> I'm now in the midst of hatching a patch. [1] The first thing I had to do
> is go explore the block driver code, yum yum. I found that it already
> computes the statistic I'm interested in, namely queued_sectors, which is
> used to pace the IO on block devices. It's a little crude - we really want
> this to be per-queue and have one queue per "spindle" - but even in its
> current form it's workable.
>
> The idea is that when queued_sectors drops below some threshold we have
> 'unused disk bandwidth' so it would be nice to do something useful with it:
>
> 1) Do an early 'sync_old_buffers'
> 2) Do some preemptive pageout
>
> The benefit of (1) is that it lets disks go idle a few seconds earlier, and
> (2) should improve the system's latency in response to load surges. There
> are drawbacks too, which have been pointed out to me privately, but they
> tend to be pretty minor, for example: on a flash disk you'd do a few extra
> writes and wear it out ever-so-slightly sooner. All the same, such special
> devices can be dealt easily once we progress a little further in improving
> the kernel's 'per spindle' intelligence.
>
> Now how to implement this. I considered putting a (newly minted)
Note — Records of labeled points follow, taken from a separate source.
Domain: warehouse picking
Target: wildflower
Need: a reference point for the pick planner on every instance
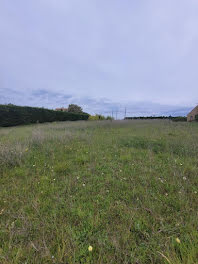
(178, 240)
(90, 248)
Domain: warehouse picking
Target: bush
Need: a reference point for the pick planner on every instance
(99, 117)
(12, 115)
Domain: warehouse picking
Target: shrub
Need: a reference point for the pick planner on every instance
(12, 115)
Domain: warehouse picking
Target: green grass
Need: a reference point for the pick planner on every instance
(129, 189)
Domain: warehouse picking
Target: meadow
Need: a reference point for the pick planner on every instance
(121, 192)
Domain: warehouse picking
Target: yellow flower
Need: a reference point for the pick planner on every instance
(178, 240)
(90, 248)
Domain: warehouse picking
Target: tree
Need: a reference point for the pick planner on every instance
(74, 108)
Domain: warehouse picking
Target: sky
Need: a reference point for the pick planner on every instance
(104, 55)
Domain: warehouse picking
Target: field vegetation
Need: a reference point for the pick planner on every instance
(99, 192)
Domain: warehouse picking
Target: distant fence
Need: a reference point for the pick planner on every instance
(12, 115)
(173, 118)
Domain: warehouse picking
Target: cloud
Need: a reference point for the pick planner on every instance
(104, 106)
(124, 51)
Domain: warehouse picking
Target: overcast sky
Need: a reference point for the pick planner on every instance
(102, 54)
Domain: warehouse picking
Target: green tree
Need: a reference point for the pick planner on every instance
(74, 108)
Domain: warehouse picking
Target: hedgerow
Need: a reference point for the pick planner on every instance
(12, 115)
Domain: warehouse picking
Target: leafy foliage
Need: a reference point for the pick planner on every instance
(12, 115)
(173, 118)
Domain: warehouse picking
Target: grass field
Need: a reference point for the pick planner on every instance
(99, 192)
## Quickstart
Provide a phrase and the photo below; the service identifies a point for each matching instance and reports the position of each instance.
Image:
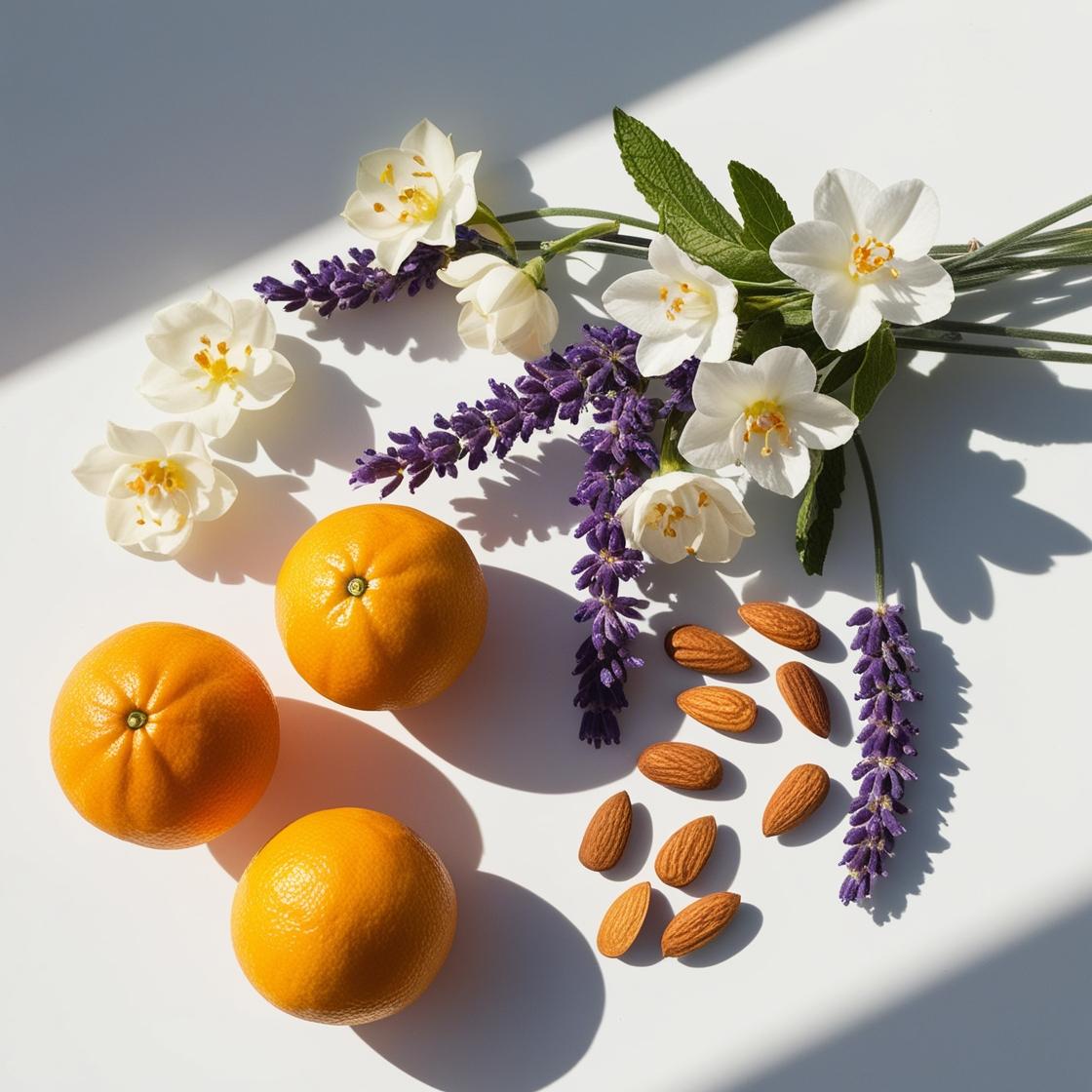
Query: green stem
(999, 246)
(993, 330)
(670, 457)
(555, 247)
(970, 348)
(874, 511)
(511, 217)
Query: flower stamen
(870, 256)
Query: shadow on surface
(254, 536)
(330, 759)
(1017, 1019)
(224, 175)
(516, 1006)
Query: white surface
(971, 970)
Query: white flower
(506, 310)
(763, 416)
(414, 193)
(213, 358)
(680, 308)
(155, 484)
(865, 256)
(683, 515)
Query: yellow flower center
(870, 256)
(213, 363)
(764, 417)
(681, 297)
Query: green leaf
(763, 333)
(876, 371)
(764, 212)
(688, 212)
(815, 522)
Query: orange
(380, 606)
(345, 916)
(164, 735)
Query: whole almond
(795, 799)
(803, 694)
(681, 765)
(698, 922)
(706, 651)
(607, 834)
(719, 707)
(622, 920)
(785, 625)
(683, 855)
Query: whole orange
(380, 606)
(164, 735)
(345, 916)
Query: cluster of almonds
(685, 765)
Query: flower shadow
(253, 537)
(529, 501)
(322, 418)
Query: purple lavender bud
(883, 685)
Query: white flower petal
(815, 254)
(181, 438)
(844, 315)
(725, 390)
(253, 325)
(907, 216)
(921, 292)
(784, 471)
(785, 370)
(175, 390)
(707, 442)
(134, 443)
(176, 330)
(435, 147)
(819, 420)
(465, 271)
(843, 198)
(656, 356)
(97, 470)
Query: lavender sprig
(337, 285)
(885, 663)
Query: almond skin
(607, 834)
(803, 694)
(681, 765)
(622, 920)
(698, 922)
(703, 649)
(683, 855)
(795, 799)
(785, 625)
(719, 707)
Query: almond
(785, 625)
(698, 922)
(795, 799)
(683, 855)
(803, 694)
(706, 651)
(681, 765)
(607, 834)
(622, 920)
(719, 707)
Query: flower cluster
(341, 285)
(887, 660)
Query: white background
(150, 154)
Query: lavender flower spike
(887, 660)
(337, 285)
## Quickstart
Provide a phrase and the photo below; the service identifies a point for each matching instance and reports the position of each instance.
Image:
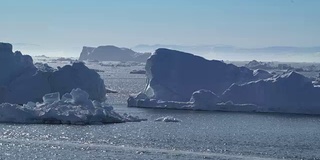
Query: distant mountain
(112, 53)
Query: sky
(63, 27)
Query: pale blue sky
(62, 27)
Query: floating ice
(167, 119)
(178, 80)
(174, 75)
(22, 81)
(72, 108)
(112, 53)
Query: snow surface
(22, 81)
(73, 108)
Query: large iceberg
(112, 53)
(178, 80)
(174, 75)
(22, 81)
(72, 108)
(289, 92)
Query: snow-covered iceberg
(174, 75)
(22, 81)
(112, 53)
(73, 108)
(289, 92)
(167, 119)
(178, 80)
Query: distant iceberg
(112, 53)
(73, 108)
(22, 81)
(178, 80)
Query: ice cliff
(72, 108)
(22, 81)
(179, 80)
(112, 53)
(174, 75)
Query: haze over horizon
(61, 28)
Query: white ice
(73, 108)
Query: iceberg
(178, 80)
(73, 108)
(290, 92)
(112, 53)
(22, 81)
(174, 75)
(167, 119)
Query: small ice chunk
(51, 97)
(79, 96)
(167, 119)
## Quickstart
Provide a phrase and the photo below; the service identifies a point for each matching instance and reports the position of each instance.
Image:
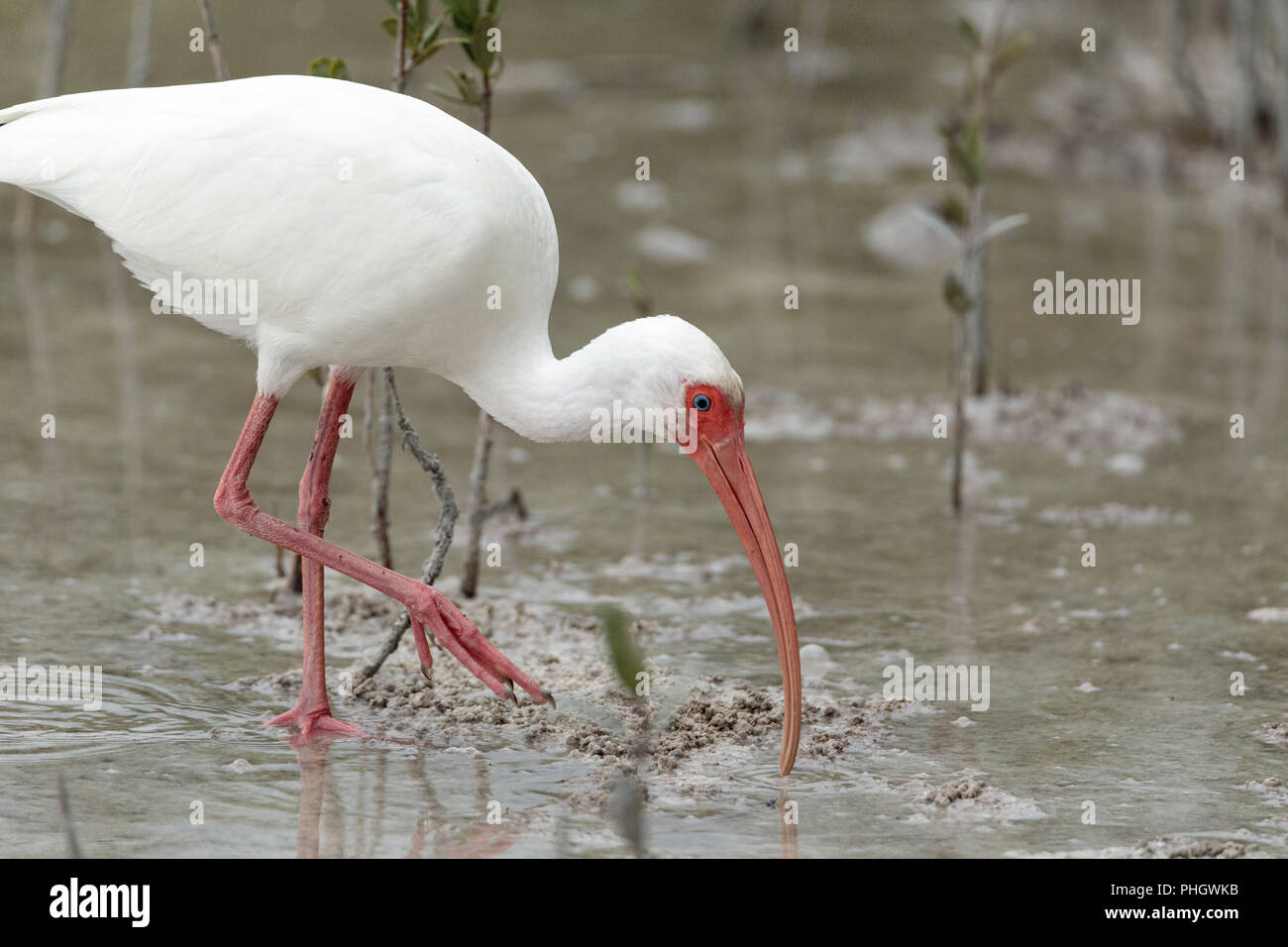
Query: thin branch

> wakeup_kflush in blk_finished_io, conditional on a loaded-to-unloaded
> transition, and that's fine except it doesn't do the whole job: we also
> need to have the early flush for any write to a disk file while the disks
> are lightly loaded, i.e., there is no convenient loaded-to-unloaded
> transition to trigger it. The missing trigger could be inserted into
> __mark_dirty, but that would penalize the loaded state (a little, but
> that's still too much). Furthermore, it's probably desirable to maintain a
> small delay between the dirty and the flush. So what I'll try first is
> just running kflush's timer faster, and make its reschedule period vary
> with disk load, i.e., when there are fewer queued_sectors, kflush looks at
> the dirty buffer list more often.
>
> The rest of what has to happen in kflush is pretty straightforward. It
> just uses queued_sectors to determine how far to walk the dirty buffer
> list, which is maintained in time-since-dirtied order. If queued_sectors
> is below some threshold the entire list is flushed. Note that we want to
> change the sense of b_flushtime to b_timedirtied. It's more efficient to
> do it this way anyway.
>
> I haven't done anything about preemptive pageout yet, but similar ideas
> apply.
>
> [1] This is an experiment, do not worry, it will not show up in your tree
> any time soon. IOW, constructive criticism appreciated, flames copied to
> /dev/null.
I originally intended to implement a sliding flush delay based on disk load.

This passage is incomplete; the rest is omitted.